What is the right way to build a recommender system for a startup?

Wanna become a data scientist within 3 months, and get a job? Then you need to check this out !

A recommender system is the kind of service that every B2C startup needs. It can improve sales and user experience, while at the same time helping you understand your customers better.

So, what is the best strategy for building a recommender system?

If you are setting up a new business, it can be difficult and challenging to understand how to best set up a new recommender system. First of all, you need the right data strategy. Secondly, you need to understand what the key performance metrics for your recommender are. Are you trying to improve purchases, impressions or some other metric (e.g. conversion rate)? Finally, you need to establish the right machine learning strategy for the recommender system, since the types of models you’ll need are different depending on your user base, the volume of data you have and how mature is your company.

So, let’s tackle each point in turn.

Building the right data strategy

I have talked about this briefly in another post , but there are a few points worth iterating. First, something very important to understand is that without the right data, the whole recommender thing goes out of the window. There is a saying in data science: garbage in – garbage out. Think carefully about what kinds of variables will influence your user’s decision to buy or not, and try to collect as many of them as you can. Is the gender relevant? The age? Location? Maybe you even want to provide your users with a questionnaire, so that you can collect more information about their preferences.

Performance metrics

What it is that you are trying to achieve? If you have an e-commerce site, you care about people buying products. If you have a job board, you care about matching people with jobs. If you have a dating website, you care about people interacting with each other. In every case, the key performance indicators are different, and you need to think about them very carefully.

Setting up the right recommender system strategy

So, in an ideal world you have a large user base, and lots of clean and detailed data about your users. In the real world, things do not always work out this way.

When you create a new business, you will face the cold start problem. This is when you have no data to start with, so you need to work based on intuition and build up from there. The first recommender to build is always a content based filtering system. A content based filtering system simply assumes that the products and the users can be described as a set of attributes/features in a vector. The user’s feature vector is determined by purchasing behaviour, viewing behaviour (e.g. what is the user clicking on) and maybe a survey. Its job is simply calculating similarity between a user and a product.

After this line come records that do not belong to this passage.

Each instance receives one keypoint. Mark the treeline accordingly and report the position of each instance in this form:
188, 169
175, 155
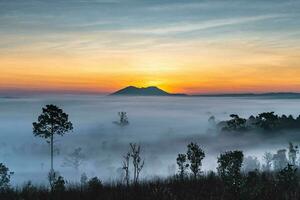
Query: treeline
234, 179
236, 176
267, 121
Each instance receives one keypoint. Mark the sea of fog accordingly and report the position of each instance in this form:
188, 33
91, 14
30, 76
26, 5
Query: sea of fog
162, 125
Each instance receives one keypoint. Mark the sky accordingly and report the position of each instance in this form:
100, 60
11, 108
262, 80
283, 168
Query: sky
99, 46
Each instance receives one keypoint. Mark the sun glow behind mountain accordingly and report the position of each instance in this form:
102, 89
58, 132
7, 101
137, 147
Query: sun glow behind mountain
81, 47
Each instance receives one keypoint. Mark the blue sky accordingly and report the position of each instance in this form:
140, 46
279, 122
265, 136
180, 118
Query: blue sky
255, 37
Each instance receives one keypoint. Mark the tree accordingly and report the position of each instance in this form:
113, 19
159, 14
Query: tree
126, 168
74, 159
288, 181
195, 155
138, 164
279, 160
251, 163
52, 121
4, 176
235, 124
293, 150
229, 169
182, 164
268, 120
268, 157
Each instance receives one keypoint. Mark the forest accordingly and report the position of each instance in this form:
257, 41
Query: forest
236, 177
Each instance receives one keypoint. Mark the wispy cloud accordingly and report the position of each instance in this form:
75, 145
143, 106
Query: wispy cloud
184, 27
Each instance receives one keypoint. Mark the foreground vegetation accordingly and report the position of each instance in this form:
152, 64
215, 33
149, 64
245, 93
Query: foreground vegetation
237, 177
253, 185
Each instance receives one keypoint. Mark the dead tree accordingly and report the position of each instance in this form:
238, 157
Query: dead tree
126, 168
138, 163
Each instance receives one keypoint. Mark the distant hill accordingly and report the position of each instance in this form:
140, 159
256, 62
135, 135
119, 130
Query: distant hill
155, 91
275, 95
147, 91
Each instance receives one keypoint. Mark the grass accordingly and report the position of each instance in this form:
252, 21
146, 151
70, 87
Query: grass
252, 186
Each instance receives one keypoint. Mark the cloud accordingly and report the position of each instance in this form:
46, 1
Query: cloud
189, 27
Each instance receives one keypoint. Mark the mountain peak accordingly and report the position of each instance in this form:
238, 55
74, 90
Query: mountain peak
143, 91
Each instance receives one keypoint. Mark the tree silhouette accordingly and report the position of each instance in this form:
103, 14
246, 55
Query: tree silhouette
126, 167
229, 169
293, 151
195, 155
182, 164
4, 176
235, 124
268, 158
138, 164
52, 121
74, 159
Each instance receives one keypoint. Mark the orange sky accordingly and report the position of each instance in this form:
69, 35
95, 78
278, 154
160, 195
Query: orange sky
82, 49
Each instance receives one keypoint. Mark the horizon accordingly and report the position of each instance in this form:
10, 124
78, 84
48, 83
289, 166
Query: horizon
12, 93
186, 47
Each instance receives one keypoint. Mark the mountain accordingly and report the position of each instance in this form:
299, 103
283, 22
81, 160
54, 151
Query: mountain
148, 91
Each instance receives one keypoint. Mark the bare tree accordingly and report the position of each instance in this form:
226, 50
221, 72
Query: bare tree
74, 159
126, 168
293, 151
268, 159
195, 155
182, 165
138, 163
52, 121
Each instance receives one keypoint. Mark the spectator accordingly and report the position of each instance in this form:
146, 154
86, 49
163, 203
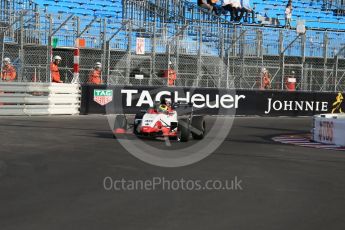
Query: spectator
210, 5
170, 75
8, 72
227, 6
54, 70
206, 4
95, 74
234, 7
246, 9
288, 15
265, 79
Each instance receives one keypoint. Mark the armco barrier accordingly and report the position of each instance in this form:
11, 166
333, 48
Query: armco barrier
329, 129
100, 99
39, 98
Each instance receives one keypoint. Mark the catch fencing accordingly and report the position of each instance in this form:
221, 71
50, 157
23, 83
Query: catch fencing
134, 52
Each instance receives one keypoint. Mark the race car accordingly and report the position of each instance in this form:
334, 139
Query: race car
162, 121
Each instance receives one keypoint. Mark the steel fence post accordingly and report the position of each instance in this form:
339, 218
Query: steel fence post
325, 51
281, 58
21, 49
199, 58
303, 78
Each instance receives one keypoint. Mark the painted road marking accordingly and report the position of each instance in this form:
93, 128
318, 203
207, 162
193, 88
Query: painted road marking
304, 140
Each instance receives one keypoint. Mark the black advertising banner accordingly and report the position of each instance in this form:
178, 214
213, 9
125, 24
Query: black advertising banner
102, 99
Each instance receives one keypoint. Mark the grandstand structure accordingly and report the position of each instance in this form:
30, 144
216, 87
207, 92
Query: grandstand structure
206, 50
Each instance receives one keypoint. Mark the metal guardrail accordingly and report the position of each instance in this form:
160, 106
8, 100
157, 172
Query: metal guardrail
39, 99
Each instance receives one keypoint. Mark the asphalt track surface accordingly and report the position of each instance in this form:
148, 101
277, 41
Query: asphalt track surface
52, 171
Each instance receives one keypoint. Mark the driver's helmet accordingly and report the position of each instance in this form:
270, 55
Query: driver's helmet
168, 101
165, 101
163, 108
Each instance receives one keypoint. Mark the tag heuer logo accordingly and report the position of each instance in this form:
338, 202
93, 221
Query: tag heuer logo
102, 97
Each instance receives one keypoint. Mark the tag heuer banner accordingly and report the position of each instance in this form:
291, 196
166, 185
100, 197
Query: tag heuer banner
102, 97
210, 101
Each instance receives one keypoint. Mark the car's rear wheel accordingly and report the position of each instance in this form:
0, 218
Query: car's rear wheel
137, 120
120, 124
183, 130
198, 127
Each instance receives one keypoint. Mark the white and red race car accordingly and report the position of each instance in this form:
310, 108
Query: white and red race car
163, 121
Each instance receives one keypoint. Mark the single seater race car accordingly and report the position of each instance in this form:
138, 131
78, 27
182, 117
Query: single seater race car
163, 121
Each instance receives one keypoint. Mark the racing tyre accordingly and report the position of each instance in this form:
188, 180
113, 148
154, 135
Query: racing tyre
183, 130
120, 123
198, 127
138, 116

This is a very crude recommender system, but it can perform well if you design it carefully. Plus, with no data, usually you don’t have much choice.

Once you accumulate more data you can move on to collaborative filtering or a supervised learning system. You can also combine all approaches to create a hybrid recommender system. Collaborative filtering usually requires lots of data points in order to work well, whereas with supervised learning you might be able to create something that is working well in the meantime.

An algorithm that had great success recently in recommender systems is factorisation machines. Factorisation machines are able to take into account interactions between input variables, the same way as linear regression, while being able to work with spare data and in a linear time and state-of-the art results.

The right plan for a recommender system

So, if I had to provide a quick summary of the right way to set up a recommender system strategy for a startup, I’d say the following:

Think how the user makes a decision: Get some intuition into the features that are the most important. If you are a job board, then the salary is important. If you are a retailer, think about all the different variables that can influence the purchase of a product.
Come up with the key performance metrics: What do you care about? Increasing sales? People clicking on news stories? Or people also spending a considerable amount of time on a news story after having clicked on it?
Set up the right data strategy: Make sure you collect enough data to measure accurately the key performance metrics. Also, make sure you are collecting enough data from your users, which can be used to make accurate recommendations.
Set up a content based filtering system: This can help you beat the cold start problem. You can start running recommendations without data.
Then move on to a supervised learning model: A supervised learning model (e.g. a factorisation machine) will provide better performance, once you have collected enough data.
Move towards collaborative filtering or a hybrid recommender: As your user base and approaches the 1000s, then you have enough data to use a combination of approaches. Hybrid recommender systems are the best choice in terms of performance, as long as you have enough data.